June 28, 2022
While New Jersey is becoming more diverse overall, South Jersey is home to some of the most and least diverse counties in the state, a new study from Stockton University found.
The report discovered that Cumberland County was the most diverse in the region, with Cape May County being the least. The study was based on U.S. Census data from between 2000-2020 and was conducted by Emily Kramer, a student in the school's William J. Hughes Center for Public Policy.
In the report, researchers assigned each of New Jersey's 21 counties a rating between 1 and 12 based on how diverse they are, with 1 being the least and 12 being the most.
Cumberland was given a diversity rating of 9, which makes it one of the six most ethnically mixed counties in the state. The county is 34% Hispanic and 26% Black, with a non-Hispanic white population of 45%. Its Hispanic population has grown by 15% over the last two decades, more than anywhere else in the state, the study found.
Poverty has long been more common in rural locales than major metro areas, but there's a relationship between race and poverty in South Jersey.
The three counties in the region with the lowest poverty rates – Burlington, Gloucester and Cape May – all have Black and Hispanic populations that add up to around just 25%.

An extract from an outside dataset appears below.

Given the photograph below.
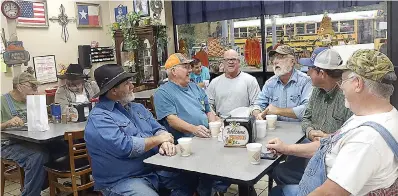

Cape May County is one of the least diverse places in New Jersey, with a diversity ranking of 4. That's the lowest score awarded in the study, alongside exurban counties like Ocean, Warren and Sussex.
Last year, Cape May was tied with Ocean for the highest percentage of white people, the study found. They're both at around 85%, the U.S. Census Bureau reports. The county's tourism- and leisure-based economy caters to people with large disposable incomes, who tend to be more white on average.
The study gave Camden and Atlantic counties diversity rankings of 7, meaning they are only moderately diverse, even though Atlantic City and Camden's populations are 93% and 65% Black and Hispanic, respectively.
This is because Camden and Atlantic counties are heavily segregated. Overall, they're both 56% non-Hispanic white. This is higher than the 48% and 30% recorded in Mercer and Essex counties, which include the majority minority cities of Trenton and Newark.
Overall, the study found South Jersey has far fewer Asian Americans than North Jersey. No county in the region has an Asian population higher than 5%, and the group is growing at a much faster rate in the northern part of the state.
New Jersey is ranked number 7 in the country for diversity, according to the U.S. Census Bureau. Much of that can be attributed to the counties closest to New York City. That region had the state's top three counties in terms of population and diversity.
Native Americans were not included in the study because they account for less than 1% of the state's population.